Skip to content

fix(internal/syncwriter): stop corrupting test output on sink write errors#226

Merged
EhabY merged 1 commit into
mainfrom
fix/syncwriter-stderr-corruption
Jun 5, 2026
Merged

fix(internal/syncwriter): stop corrupting test output on sink write errors#226
EhabY merged 1 commit into
mainfrom
fix/syncwriter-stderr-corruption

Conversation

@EhabY
Copy link
Copy Markdown
Contributor

@EhabY EhabY commented Jun 3, 2026

The problem

internal/syncwriter reported sink write and sync failures with the builtin println. That call writes raw bytes to fd 2, and it emits the message and its trailing newline as two separate, unsynchronized syscalls. Under concurrency, a test framework's --- PASS: line can land between those two writes, so test2json never records the terminal action and tools like gotestsum flag an innocent, passing test as failed or unknown. We hit this in coder/coder, where a passing TestRetryWithInterval was reported as a failure.

Fixes #225.

The fix

Replace println with one fmt.Fprintf(os.Stderr, ...). The write can't be split across syscalls, so a reported error can no longer wedge into another test's result line, which keeps the result marker at the start of a line.

This is the minimal change.

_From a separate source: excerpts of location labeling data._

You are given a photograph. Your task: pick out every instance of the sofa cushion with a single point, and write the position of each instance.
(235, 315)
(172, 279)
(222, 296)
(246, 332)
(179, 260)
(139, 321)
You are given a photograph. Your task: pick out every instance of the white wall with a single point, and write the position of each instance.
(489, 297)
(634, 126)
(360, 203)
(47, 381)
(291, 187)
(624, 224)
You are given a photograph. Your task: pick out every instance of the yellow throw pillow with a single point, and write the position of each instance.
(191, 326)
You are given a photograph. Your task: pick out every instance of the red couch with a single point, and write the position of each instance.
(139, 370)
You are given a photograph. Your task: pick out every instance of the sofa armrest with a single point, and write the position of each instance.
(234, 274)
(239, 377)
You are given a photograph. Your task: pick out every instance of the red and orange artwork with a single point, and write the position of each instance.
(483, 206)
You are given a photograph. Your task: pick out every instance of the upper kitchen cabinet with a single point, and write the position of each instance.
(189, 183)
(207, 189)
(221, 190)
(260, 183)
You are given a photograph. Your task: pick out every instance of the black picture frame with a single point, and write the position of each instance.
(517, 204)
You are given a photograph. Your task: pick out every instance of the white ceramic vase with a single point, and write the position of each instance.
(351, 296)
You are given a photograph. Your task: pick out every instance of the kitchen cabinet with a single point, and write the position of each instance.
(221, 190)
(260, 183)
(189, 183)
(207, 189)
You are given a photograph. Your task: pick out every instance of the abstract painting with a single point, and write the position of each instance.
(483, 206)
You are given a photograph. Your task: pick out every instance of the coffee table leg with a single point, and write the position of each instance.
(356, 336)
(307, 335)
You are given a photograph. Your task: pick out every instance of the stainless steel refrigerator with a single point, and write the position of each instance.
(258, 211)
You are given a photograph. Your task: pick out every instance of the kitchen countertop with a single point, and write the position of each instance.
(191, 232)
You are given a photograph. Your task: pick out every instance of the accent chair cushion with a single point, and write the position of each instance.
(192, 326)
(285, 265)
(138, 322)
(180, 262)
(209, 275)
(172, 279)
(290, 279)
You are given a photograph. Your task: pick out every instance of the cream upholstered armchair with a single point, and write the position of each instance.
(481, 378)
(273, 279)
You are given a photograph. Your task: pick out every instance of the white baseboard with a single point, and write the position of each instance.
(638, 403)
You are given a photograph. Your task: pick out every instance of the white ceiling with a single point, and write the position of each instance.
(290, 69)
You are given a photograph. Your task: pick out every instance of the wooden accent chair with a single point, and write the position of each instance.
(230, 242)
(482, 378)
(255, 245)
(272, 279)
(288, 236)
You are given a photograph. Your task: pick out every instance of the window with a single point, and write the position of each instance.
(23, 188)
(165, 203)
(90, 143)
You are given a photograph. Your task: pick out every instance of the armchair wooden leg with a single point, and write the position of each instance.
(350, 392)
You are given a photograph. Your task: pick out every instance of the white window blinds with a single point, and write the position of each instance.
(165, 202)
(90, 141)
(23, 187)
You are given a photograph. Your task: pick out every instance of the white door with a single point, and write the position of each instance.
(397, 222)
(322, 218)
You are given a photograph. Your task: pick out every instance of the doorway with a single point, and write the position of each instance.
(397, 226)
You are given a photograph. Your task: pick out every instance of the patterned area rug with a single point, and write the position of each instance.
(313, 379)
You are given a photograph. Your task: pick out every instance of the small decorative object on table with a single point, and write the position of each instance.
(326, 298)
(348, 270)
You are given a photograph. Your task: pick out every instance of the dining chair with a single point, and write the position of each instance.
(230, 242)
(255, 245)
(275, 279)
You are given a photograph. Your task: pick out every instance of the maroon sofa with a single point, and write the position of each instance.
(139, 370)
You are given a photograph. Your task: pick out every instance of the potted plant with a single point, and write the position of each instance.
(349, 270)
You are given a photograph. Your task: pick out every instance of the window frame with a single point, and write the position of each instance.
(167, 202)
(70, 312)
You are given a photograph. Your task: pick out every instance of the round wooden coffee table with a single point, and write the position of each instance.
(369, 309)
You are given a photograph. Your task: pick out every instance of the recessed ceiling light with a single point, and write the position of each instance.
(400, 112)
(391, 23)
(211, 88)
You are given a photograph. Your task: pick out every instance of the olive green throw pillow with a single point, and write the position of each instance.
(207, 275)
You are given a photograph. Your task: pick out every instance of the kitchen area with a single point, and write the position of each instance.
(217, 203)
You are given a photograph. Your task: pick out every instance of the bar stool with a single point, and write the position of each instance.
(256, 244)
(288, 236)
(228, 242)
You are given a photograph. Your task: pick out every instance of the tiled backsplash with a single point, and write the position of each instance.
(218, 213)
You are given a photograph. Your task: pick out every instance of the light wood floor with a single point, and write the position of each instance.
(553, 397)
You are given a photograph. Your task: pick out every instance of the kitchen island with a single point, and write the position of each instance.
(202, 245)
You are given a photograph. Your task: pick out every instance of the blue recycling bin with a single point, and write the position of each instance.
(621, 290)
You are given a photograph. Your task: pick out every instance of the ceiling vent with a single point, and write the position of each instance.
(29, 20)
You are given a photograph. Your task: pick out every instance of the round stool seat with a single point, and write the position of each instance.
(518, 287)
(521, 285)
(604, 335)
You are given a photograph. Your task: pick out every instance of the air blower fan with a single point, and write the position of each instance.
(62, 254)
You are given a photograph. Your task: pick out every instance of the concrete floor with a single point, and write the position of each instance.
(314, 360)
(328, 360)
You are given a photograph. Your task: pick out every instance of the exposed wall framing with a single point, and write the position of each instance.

Suppressing the benign "reader gone" errors that triggered the original flake is being handled on the coder/coder side instead (a writer that opts out of those errors), so slog does not hide the fact that a user-assigned sink failed to receive output.

Evidence from a real CI failure

From this coder/coder run (2026-05-28, commit 094fe97). gotestsum marked a passing TestRetryWithInterval and all its subtests (unknown):

=== FAIL: cli TestRetryWithInterval (unknown)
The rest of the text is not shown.